When a person regularly uses drugs or alcohol, their body will become dependent. As a result, they will feel anxious and sick when they remove the substance. Mentally, they will also be resistant to stopping or cutting down because they have become accustomed to the ritual of taking the drug or drinking.

  1. Spending a large amount of time and effort to find the drug of choice, being under the influence, or recovering from use.

A person’s life will become centered around the drug of choice and all related activities. You’ll notice that the person focuses the majority of their time around using, and other things become less important as the addiction progresses.

  1. Avoiding family functions, social events, or former hobbies due to substance use.

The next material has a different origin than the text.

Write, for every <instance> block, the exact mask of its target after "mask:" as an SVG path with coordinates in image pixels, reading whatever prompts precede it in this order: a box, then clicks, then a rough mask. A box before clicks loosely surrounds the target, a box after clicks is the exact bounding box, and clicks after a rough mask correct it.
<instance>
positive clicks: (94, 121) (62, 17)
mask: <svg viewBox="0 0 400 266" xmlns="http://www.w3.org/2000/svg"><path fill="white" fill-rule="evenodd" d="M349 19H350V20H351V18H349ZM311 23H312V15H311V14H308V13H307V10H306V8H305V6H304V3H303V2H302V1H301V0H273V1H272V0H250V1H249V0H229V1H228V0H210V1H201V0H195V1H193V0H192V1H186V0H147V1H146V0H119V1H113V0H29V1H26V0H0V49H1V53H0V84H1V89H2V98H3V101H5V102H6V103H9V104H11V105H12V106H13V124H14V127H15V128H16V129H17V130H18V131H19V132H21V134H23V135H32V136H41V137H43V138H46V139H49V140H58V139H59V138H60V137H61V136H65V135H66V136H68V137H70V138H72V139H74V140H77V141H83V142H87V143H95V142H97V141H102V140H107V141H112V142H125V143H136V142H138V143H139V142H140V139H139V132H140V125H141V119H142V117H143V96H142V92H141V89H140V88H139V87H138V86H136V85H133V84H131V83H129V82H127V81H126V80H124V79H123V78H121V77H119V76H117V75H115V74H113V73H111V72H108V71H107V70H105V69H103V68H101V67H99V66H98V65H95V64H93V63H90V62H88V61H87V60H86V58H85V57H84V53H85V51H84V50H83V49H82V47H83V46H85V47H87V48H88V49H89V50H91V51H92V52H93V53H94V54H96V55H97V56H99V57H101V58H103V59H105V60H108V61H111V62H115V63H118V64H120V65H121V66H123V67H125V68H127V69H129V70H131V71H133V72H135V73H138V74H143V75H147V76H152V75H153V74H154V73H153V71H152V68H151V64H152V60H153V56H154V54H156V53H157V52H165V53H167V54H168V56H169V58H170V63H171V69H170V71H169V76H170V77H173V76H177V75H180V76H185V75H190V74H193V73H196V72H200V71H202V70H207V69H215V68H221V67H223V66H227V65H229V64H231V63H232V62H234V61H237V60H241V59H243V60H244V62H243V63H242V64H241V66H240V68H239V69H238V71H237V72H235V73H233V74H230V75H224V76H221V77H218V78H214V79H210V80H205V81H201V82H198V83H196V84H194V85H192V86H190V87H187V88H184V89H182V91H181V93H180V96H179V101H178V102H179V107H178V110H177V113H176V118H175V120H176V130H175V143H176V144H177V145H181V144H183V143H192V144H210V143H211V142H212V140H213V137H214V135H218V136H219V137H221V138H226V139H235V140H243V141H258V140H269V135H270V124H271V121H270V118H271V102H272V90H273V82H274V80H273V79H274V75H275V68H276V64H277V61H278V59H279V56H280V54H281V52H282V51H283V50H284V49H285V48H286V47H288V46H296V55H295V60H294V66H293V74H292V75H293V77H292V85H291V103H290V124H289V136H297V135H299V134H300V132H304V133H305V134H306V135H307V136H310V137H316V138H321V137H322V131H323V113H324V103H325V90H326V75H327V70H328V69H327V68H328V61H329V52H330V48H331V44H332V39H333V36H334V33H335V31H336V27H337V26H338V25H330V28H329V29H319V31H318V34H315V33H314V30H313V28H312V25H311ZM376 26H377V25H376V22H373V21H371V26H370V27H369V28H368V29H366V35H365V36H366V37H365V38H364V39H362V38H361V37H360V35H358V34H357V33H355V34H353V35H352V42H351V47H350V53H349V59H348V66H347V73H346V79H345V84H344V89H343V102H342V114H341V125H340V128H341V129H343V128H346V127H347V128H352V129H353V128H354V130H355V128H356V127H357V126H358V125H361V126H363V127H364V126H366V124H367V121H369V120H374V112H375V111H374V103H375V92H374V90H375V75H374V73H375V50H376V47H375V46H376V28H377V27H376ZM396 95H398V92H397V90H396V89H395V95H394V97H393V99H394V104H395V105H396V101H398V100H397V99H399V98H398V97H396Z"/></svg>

If you ask a person to do something they would have loved to do in the past, and they choose to stay home and partaking in getting high or drunk instead, it is a problem.

  1.               Continued use of drugs and alcohol despite clear negative consequences.

You may have given the person an ultimatum about their drug use or drinking, or a doctor told them they had to stop to prevent their physical condition from worsening. Yet, the person continues their negative addictive behavior.

  1.             Strong cravings for the drug of choice that cause a person to continue using.

An addicted person will have drugs or alcohol on the forefront of their mind, constantly. It will be the first thing they think of when they wake up. It will take up most of their thoughts during the day. Every day, they will focus on getting their hands on as quickly as possible.

Do Not Ignore The Signs of Addiction

When signs of addiction are there, the worst thing you can do is ignore them. As long as they are ignored, the addict will think they are getting away with it and continue with their behavior until they reach rock bottom. And, it doesn’t stop at rock bottom because there is always a lower place to go until that person goes to jail or dies.

Getting help for addiction is crucial to getting back on track. Unfortunately, as long as the addict is an adult, they are the only ones who can decide that they need help. As a person who loves them, you need to support them without enabling. You may want to consider holding an intervention to try to get through to them.

Learn to recognize addiction and be open and upfront with your loved one about their behavior. You may just end up saving their life.